Thursday, 21 Nov 2024

Only proper online regulation can stop poisonous conspiracists like Alex Jones | Simon Jenkins

Only proper online regulation can stop poisonous conspiracists like Alex Jones | Simon Jenkins


Only proper online regulation can stop poisonous conspiracists like Alex Jones | Simon Jenkins
1.9 k views

I assume every reader of the Guardian will cheer the news of a $965m (£860m) fine imposed on Alex Jones, the rightwing American conspiracist. A Connecticut court fined him for disseminating the cruel lie that the 2012 Sandy Hook elementary school shooting was staged with actors by the anti-gun lobby. Justice is now done. Up to a point.

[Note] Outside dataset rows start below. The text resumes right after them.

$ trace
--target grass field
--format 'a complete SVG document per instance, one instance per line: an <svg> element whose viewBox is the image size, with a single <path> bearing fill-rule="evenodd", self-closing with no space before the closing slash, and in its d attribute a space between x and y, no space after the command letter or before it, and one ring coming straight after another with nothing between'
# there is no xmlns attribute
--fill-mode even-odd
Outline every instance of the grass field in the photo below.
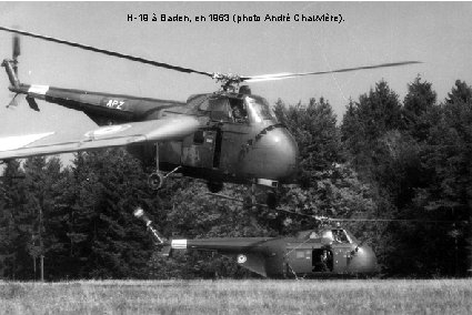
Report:
<svg viewBox="0 0 472 315"><path fill-rule="evenodd" d="M1 314L472 314L472 280L0 282Z"/></svg>

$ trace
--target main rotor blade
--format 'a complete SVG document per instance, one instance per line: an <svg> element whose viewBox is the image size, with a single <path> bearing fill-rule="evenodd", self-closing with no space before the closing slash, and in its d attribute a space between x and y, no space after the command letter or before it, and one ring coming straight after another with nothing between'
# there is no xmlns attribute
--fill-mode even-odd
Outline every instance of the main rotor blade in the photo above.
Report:
<svg viewBox="0 0 472 315"><path fill-rule="evenodd" d="M87 45L87 44L82 44L82 43L78 43L78 42L72 42L72 41L67 41L67 40L62 40L62 39L57 39L57 38L52 38L52 37L46 37L46 35L41 35L41 34L32 33L32 32L10 29L10 28L6 28L6 27L0 27L0 30L17 33L17 34L22 34L22 35L26 35L26 37L42 39L42 40L46 40L46 41L52 41L52 42L57 42L57 43L61 43L61 44L66 44L66 45L71 45L71 47L80 48L80 49L83 49L83 50L104 53L107 55L123 58L123 59L137 61L137 62L140 62L140 63L151 64L151 65L154 65L154 67L165 68L165 69L175 70L175 71L180 71L180 72L185 72L185 73L198 73L198 74L203 74L203 75L207 75L207 77L210 77L210 78L213 77L213 73L211 73L211 72L199 71L199 70L194 70L194 69L191 69L191 68L183 68L183 67L179 67L179 65L172 65L172 64L164 63L164 62L159 62L159 61L141 58L141 57L134 57L134 55L131 55L131 54L124 54L124 53L120 53L120 52L117 52L117 51L96 48L96 47L91 47L91 45Z"/></svg>
<svg viewBox="0 0 472 315"><path fill-rule="evenodd" d="M283 79L292 79L292 78L304 77L304 75L319 75L319 74L328 74L328 73L350 72L355 70L400 67L400 65L406 65L406 64L413 64L413 63L422 63L422 62L421 61L401 61L401 62L382 63L382 64L375 64L375 65L364 65L364 67L345 68L345 69L329 70L329 71L318 71L318 72L301 72L301 73L283 72L283 73L274 73L274 74L241 77L241 81L261 82L261 81L283 80Z"/></svg>

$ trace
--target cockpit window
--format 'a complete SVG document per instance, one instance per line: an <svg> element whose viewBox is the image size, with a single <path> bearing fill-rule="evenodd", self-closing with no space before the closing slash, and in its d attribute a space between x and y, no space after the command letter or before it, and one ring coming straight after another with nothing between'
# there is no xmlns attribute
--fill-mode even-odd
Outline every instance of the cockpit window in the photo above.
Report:
<svg viewBox="0 0 472 315"><path fill-rule="evenodd" d="M244 103L248 106L251 122L261 123L263 120L275 120L275 115L265 99L254 95L245 96Z"/></svg>
<svg viewBox="0 0 472 315"><path fill-rule="evenodd" d="M322 237L338 243L352 243L349 235L342 228L325 230L322 233Z"/></svg>
<svg viewBox="0 0 472 315"><path fill-rule="evenodd" d="M332 234L334 236L334 241L340 242L340 243L351 243L349 241L348 235L345 234L344 230L332 230Z"/></svg>
<svg viewBox="0 0 472 315"><path fill-rule="evenodd" d="M230 99L231 116L237 123L248 122L248 108L242 99Z"/></svg>

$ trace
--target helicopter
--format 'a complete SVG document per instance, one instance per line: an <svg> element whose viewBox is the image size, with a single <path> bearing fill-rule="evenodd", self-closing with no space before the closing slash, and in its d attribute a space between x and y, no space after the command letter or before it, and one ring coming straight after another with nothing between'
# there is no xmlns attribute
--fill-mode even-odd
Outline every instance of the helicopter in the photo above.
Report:
<svg viewBox="0 0 472 315"><path fill-rule="evenodd" d="M214 237L167 240L141 207L133 212L152 234L160 255L175 250L210 251L235 261L262 277L373 276L380 272L372 248L348 230L332 225L328 217L318 228L301 231L294 237Z"/></svg>
<svg viewBox="0 0 472 315"><path fill-rule="evenodd" d="M39 111L36 100L86 113L100 128L54 140L57 131L0 138L0 160L124 146L152 167L148 183L159 190L164 180L180 173L201 179L212 193L223 183L253 184L267 192L267 203L275 206L280 184L297 182L299 149L288 128L279 123L268 101L252 94L242 83L291 79L355 70L399 67L403 61L303 73L239 75L207 72L120 53L58 38L0 27L12 32L12 59L4 59L14 93L24 94L29 106ZM84 90L23 84L18 79L19 37L93 51L158 68L211 78L221 84L217 92L190 95L187 102L110 94Z"/></svg>

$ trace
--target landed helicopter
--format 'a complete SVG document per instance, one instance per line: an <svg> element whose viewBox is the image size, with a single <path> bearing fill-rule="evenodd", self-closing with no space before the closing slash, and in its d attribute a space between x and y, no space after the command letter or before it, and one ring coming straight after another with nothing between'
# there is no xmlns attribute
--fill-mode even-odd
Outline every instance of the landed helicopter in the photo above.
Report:
<svg viewBox="0 0 472 315"><path fill-rule="evenodd" d="M240 87L241 83L419 63L404 61L321 72L245 77L199 71L4 27L0 30L195 73L221 83L218 92L191 95L187 102L23 84L18 79L20 45L16 37L12 59L4 59L1 64L11 84L9 90L16 93L10 104L19 94L24 94L33 110L39 111L36 100L56 103L82 111L102 128L84 134L68 134L67 140L60 141L54 140L56 131L3 136L0 138L0 160L124 146L144 166L155 169L149 175L152 189L160 189L168 175L178 172L207 181L213 193L219 192L224 182L257 184L268 192L268 204L272 205L278 185L295 182L299 150L288 129L277 121L268 101L252 94L247 85Z"/></svg>
<svg viewBox="0 0 472 315"><path fill-rule="evenodd" d="M299 232L295 237L215 237L170 240L163 237L141 207L134 216L142 220L171 256L174 250L217 252L239 266L263 277L372 276L380 272L372 248L360 243L349 231L333 225Z"/></svg>

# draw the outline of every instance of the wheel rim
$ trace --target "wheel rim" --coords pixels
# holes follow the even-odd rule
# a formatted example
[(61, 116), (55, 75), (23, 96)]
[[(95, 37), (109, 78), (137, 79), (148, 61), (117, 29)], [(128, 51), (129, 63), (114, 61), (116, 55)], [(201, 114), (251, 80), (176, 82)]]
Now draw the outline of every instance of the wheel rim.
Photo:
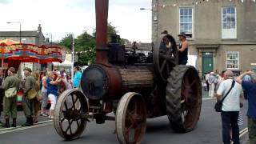
[(54, 127), (65, 139), (78, 138), (86, 126), (87, 102), (79, 90), (71, 90), (62, 93), (54, 111)]
[[(170, 43), (170, 47), (166, 50), (166, 44)], [(163, 55), (168, 55), (171, 58), (171, 62), (167, 61)], [(160, 78), (162, 81), (166, 82), (168, 78), (171, 68), (178, 65), (178, 51), (175, 39), (170, 34), (165, 35), (159, 39), (154, 47), (153, 59), (154, 71), (157, 78)]]
[[(201, 82), (197, 71), (188, 69), (182, 83), (181, 90), (181, 110), (183, 126), (191, 130), (196, 125), (202, 104)], [(199, 81), (198, 81), (199, 80)]]
[(146, 132), (146, 110), (142, 98), (128, 93), (120, 100), (117, 115), (117, 135), (121, 143), (140, 143)]

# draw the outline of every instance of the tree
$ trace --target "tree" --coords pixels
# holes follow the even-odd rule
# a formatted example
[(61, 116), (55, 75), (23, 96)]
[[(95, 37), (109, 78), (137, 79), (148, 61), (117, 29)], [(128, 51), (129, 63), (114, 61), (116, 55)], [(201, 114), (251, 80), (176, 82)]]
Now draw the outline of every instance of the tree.
[(59, 42), (59, 45), (63, 46), (70, 50), (72, 50), (72, 39), (73, 39), (73, 34), (66, 34), (61, 42)]
[[(116, 27), (111, 26), (111, 23), (109, 23), (107, 26), (107, 42), (110, 42), (110, 36), (112, 34), (116, 34), (118, 30)], [(72, 49), (72, 34), (68, 34), (66, 37), (64, 37), (61, 42), (60, 45), (64, 46), (68, 49)], [(77, 52), (78, 56), (78, 62), (79, 63), (88, 63), (93, 62), (95, 59), (96, 55), (96, 30), (94, 30), (92, 35), (87, 33), (87, 31), (84, 31), (82, 34), (78, 35), (76, 38), (74, 38), (74, 51)], [(121, 44), (125, 44), (129, 42), (127, 39), (121, 38)]]

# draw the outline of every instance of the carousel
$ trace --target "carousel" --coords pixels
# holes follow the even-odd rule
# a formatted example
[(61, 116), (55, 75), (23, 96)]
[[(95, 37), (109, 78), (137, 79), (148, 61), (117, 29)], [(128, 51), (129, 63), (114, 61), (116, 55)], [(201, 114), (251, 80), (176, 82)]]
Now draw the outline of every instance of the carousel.
[[(0, 41), (1, 67), (3, 70), (3, 78), (6, 76), (7, 70), (14, 67), (22, 72), (25, 68), (22, 66), (24, 62), (38, 63), (38, 72), (40, 65), (48, 62), (63, 62), (65, 51), (60, 46), (38, 46), (32, 44), (17, 43), (15, 41), (5, 39)], [(21, 105), (22, 90), (18, 92), (18, 105)]]

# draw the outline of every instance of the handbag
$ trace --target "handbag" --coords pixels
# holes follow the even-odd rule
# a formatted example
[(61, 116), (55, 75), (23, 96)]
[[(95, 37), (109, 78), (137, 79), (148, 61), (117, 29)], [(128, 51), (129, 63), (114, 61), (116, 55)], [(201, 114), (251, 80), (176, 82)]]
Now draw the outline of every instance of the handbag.
[(38, 102), (40, 102), (42, 99), (42, 91), (41, 90), (39, 90), (38, 92), (38, 94), (37, 94), (37, 100), (38, 101)]
[(27, 92), (27, 98), (29, 100), (34, 99), (37, 97), (38, 92), (37, 90), (35, 90), (34, 89), (30, 89), (28, 92)]
[(214, 109), (215, 109), (215, 111), (216, 112), (222, 112), (222, 102), (224, 101), (224, 99), (226, 98), (226, 97), (230, 94), (230, 92), (231, 91), (232, 88), (234, 87), (234, 80), (233, 80), (232, 82), (232, 86), (230, 87), (230, 89), (229, 90), (229, 91), (226, 94), (225, 97), (220, 101), (220, 102), (217, 102), (215, 103), (215, 106), (214, 106)]
[(5, 90), (5, 95), (6, 98), (14, 98), (15, 95), (17, 95), (16, 87), (9, 88)]

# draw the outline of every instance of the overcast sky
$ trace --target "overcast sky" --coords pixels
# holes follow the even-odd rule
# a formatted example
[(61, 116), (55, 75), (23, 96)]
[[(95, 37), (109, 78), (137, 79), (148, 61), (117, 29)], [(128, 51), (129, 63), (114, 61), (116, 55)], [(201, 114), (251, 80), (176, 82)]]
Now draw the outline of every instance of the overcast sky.
[[(0, 31), (36, 30), (53, 34), (53, 41), (66, 34), (79, 35), (95, 28), (95, 0), (0, 0)], [(118, 34), (130, 41), (151, 41), (151, 0), (109, 0), (109, 22), (116, 26)]]

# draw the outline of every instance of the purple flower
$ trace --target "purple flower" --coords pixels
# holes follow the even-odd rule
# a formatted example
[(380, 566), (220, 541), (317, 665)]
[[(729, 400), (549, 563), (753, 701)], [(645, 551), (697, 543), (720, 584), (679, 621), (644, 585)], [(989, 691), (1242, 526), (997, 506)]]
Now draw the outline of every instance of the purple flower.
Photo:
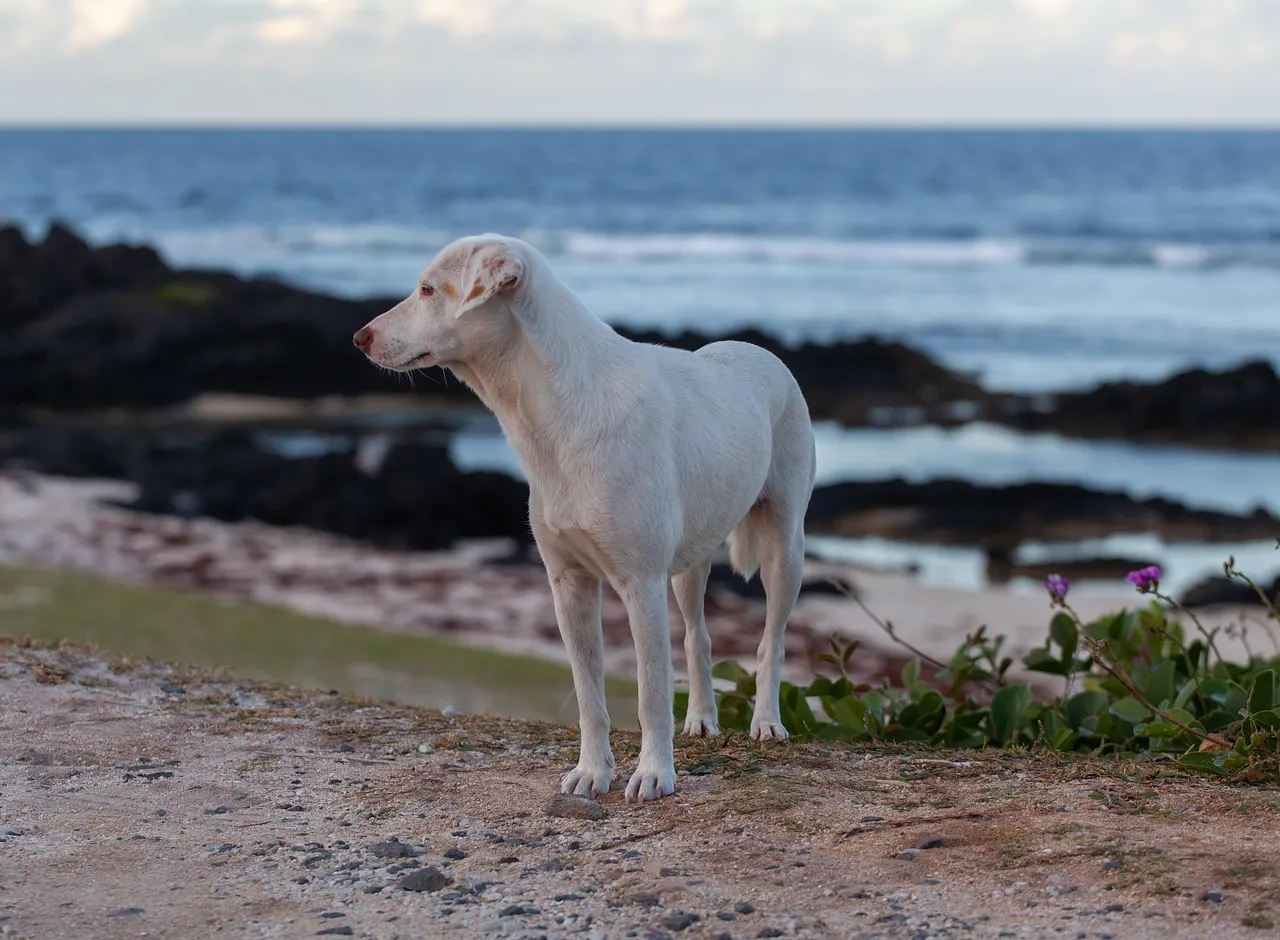
[(1066, 592), (1071, 583), (1062, 575), (1050, 575), (1044, 579), (1044, 590), (1048, 592), (1051, 603), (1060, 604), (1066, 601)]
[(1130, 571), (1124, 576), (1124, 579), (1135, 587), (1140, 593), (1147, 594), (1160, 588), (1160, 566), (1149, 565), (1147, 567), (1140, 567), (1137, 571)]

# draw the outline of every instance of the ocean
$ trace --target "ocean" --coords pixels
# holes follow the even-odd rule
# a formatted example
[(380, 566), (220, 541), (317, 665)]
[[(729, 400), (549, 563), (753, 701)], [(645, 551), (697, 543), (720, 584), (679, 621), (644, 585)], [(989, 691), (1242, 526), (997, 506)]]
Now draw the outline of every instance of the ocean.
[[(352, 297), (404, 295), (449, 239), (504, 232), (616, 324), (879, 336), (992, 388), (1280, 365), (1280, 132), (4, 129), (0, 219)], [(826, 479), (1280, 503), (1280, 455), (819, 438)], [(460, 446), (509, 465), (500, 441)]]

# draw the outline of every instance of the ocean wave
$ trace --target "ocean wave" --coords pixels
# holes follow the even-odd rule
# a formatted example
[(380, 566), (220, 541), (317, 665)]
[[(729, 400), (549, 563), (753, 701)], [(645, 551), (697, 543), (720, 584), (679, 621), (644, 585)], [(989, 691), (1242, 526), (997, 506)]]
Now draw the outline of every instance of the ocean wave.
[(906, 268), (1108, 265), (1203, 269), (1280, 266), (1280, 246), (1206, 246), (1172, 242), (771, 238), (732, 234), (613, 236), (575, 232), (544, 238), (550, 254), (600, 261), (712, 259), (780, 264)]
[[(831, 266), (983, 269), (1103, 265), (1165, 269), (1280, 268), (1280, 245), (1019, 238), (835, 239), (687, 233), (607, 234), (525, 229), (545, 254), (582, 261), (645, 264), (671, 260), (746, 261)], [(264, 259), (308, 255), (415, 255), (424, 261), (456, 233), (397, 224), (242, 225), (168, 232), (163, 247), (183, 259), (224, 260), (243, 252)]]

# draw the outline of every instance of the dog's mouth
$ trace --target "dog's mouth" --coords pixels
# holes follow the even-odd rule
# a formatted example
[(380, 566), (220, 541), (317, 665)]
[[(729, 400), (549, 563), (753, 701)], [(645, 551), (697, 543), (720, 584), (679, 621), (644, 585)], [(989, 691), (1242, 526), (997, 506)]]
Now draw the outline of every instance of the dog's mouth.
[(428, 369), (433, 365), (439, 365), (434, 352), (424, 352), (411, 359), (406, 359), (403, 362), (383, 362), (380, 360), (369, 357), (370, 361), (380, 365), (383, 369), (390, 369), (394, 373), (411, 373), (415, 369)]

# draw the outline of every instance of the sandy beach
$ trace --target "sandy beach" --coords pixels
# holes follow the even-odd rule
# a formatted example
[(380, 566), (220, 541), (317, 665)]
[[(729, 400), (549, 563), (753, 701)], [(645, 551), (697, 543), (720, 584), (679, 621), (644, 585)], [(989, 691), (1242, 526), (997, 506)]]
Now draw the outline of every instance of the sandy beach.
[[(564, 658), (545, 574), (532, 565), (492, 563), (509, 552), (503, 540), (445, 552), (390, 551), (306, 529), (178, 519), (110, 505), (132, 497), (132, 484), (119, 482), (0, 478), (0, 562), (69, 567), (127, 583), (280, 604), (353, 625)], [(1051, 616), (1047, 598), (1034, 590), (960, 590), (905, 574), (818, 562), (808, 569), (810, 579), (852, 583), (904, 640), (942, 660), (982, 625), (1006, 633), (1007, 651), (1016, 660), (1041, 642)], [(1084, 617), (1139, 602), (1123, 589), (1073, 599)], [(1213, 611), (1210, 622), (1238, 615)], [(751, 667), (763, 616), (763, 603), (713, 587), (708, 625), (716, 657), (735, 657)], [(678, 671), (682, 628), (673, 604), (671, 617)], [(804, 596), (787, 633), (790, 677), (803, 681), (812, 675), (806, 654), (826, 649), (831, 634), (863, 642), (854, 665), (860, 676), (878, 676), (905, 654), (852, 601)], [(607, 667), (632, 674), (625, 611), (608, 592), (604, 635)], [(1231, 644), (1228, 640), (1224, 653), (1236, 652)]]

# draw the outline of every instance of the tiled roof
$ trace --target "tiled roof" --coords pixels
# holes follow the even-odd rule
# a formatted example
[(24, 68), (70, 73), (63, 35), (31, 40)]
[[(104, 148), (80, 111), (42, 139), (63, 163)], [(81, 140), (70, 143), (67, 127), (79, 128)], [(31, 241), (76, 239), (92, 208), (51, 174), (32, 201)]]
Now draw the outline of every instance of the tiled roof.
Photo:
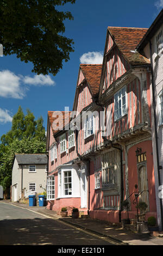
[(18, 164), (46, 164), (47, 156), (46, 154), (15, 154)]
[(124, 28), (108, 27), (108, 30), (114, 38), (120, 50), (131, 65), (149, 64), (148, 59), (134, 51), (148, 28)]
[[(70, 121), (70, 113), (69, 111), (48, 111), (48, 115), (53, 131), (53, 135), (55, 134), (59, 131), (64, 130), (65, 126), (67, 125)], [(57, 123), (53, 125), (54, 121)], [(56, 127), (54, 127), (54, 125)]]
[(102, 65), (81, 64), (80, 67), (90, 87), (92, 94), (95, 95), (98, 93)]

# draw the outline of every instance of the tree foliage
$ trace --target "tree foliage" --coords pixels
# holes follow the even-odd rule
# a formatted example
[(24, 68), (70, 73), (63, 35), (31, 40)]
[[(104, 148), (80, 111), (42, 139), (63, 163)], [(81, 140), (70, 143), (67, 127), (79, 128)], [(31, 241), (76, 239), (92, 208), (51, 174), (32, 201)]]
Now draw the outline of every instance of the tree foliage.
[(1, 137), (0, 144), (0, 185), (4, 190), (11, 184), (12, 168), (15, 153), (46, 152), (45, 130), (42, 117), (35, 120), (29, 109), (24, 115), (19, 107), (13, 117), (10, 131)]
[(4, 55), (31, 62), (32, 72), (55, 75), (74, 51), (73, 40), (63, 35), (70, 11), (57, 8), (76, 0), (0, 0), (0, 42)]

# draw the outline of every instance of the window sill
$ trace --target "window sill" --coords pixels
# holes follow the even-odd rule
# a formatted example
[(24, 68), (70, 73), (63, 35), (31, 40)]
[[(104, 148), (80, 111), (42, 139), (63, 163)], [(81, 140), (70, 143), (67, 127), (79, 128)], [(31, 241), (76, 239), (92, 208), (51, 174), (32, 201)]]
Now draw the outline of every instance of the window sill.
[(156, 61), (160, 58), (161, 55), (163, 54), (163, 49), (160, 51), (159, 53), (158, 53), (156, 56), (154, 58), (154, 61), (156, 62)]
[(73, 146), (71, 146), (71, 147), (70, 147), (70, 148), (68, 148), (68, 150), (69, 150), (69, 149), (72, 149), (73, 148), (74, 148), (75, 147), (76, 147), (75, 145), (73, 145)]
[(160, 128), (160, 128), (161, 128), (161, 127), (162, 128), (162, 127), (163, 127), (163, 124), (159, 124), (158, 126), (159, 126), (159, 128)]
[(63, 151), (63, 152), (60, 152), (60, 154), (64, 154), (64, 153), (66, 153), (66, 149), (65, 150), (65, 151)]
[(86, 137), (85, 138), (84, 138), (84, 139), (89, 139), (90, 138), (91, 138), (91, 137), (93, 137), (95, 136), (95, 134), (94, 133), (92, 133), (92, 134), (91, 134), (90, 135), (89, 135), (89, 136), (87, 137)]
[(80, 197), (78, 196), (73, 196), (73, 195), (69, 195), (69, 196), (63, 196), (57, 197), (55, 198), (56, 200), (61, 199), (62, 198), (80, 198)]
[(127, 116), (127, 114), (125, 114), (123, 115), (122, 115), (122, 117), (119, 117), (119, 118), (118, 118), (116, 120), (114, 119), (114, 121), (115, 123), (118, 122), (119, 121), (120, 121), (121, 119), (122, 119), (122, 118), (124, 118), (124, 117)]

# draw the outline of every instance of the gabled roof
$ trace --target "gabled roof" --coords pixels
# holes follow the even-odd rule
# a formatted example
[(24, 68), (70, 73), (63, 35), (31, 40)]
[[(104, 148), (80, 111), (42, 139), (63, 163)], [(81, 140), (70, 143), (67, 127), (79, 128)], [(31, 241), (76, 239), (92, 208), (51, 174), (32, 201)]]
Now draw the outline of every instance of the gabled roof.
[(139, 42), (136, 47), (136, 49), (138, 51), (141, 50), (146, 46), (149, 41), (149, 39), (151, 39), (160, 27), (162, 25), (162, 21), (163, 9), (154, 20), (141, 40)]
[(102, 64), (80, 64), (80, 68), (89, 84), (92, 95), (98, 93)]
[[(64, 130), (65, 126), (70, 121), (71, 113), (71, 111), (48, 111), (48, 116), (53, 135), (59, 131)], [(57, 120), (56, 126), (58, 127), (58, 130), (54, 130), (53, 126), (53, 123), (55, 120)]]
[(126, 59), (131, 65), (148, 65), (148, 59), (138, 52), (133, 52), (148, 28), (108, 27), (108, 31)]
[(46, 154), (15, 154), (18, 164), (47, 164)]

One of the most unfortunate pieces I ever wrote was to greet the internet in the 1990s as of benefit only to lawyers and pornographers. Wired magazine called me Neanderthal of the Year. I admit that among millions of other beneficiaries, I should also have added political maniacs. But the guilty parties uniquely let off scot-free by the Jones jury were the agents of his mendacity, the gold diggers of social media.

A quarter century has rendered us wiser and less gung ho. Of course the internet has brought myriad gains and enjoyments. The main social media outlets have accepted a modicum of responsibility to monitor content. Increasingly frantic attempts are made to keep up with a deluge of often biased and mendacious material, but almost invariably, by the time it is taken down it re-emerges elsewhere. Jones has been banned by Facebook, Twitter and YouTube, but he can still reach audiences on his own website. He says he will appeal forever. He is unrepentant, while his multitudinous backers will pay. Justice is meaningless without enforcement or prevention.

Optimists say that the resulting outbreak of political polarisation and hysteria in most western democracies will somehow correct itself. Freedom of speech will evoke the requisite antibodies and virtue will triumph. I doubt it. As Jones has shown, lies can indeed travel the world while truth is still getting on its boots.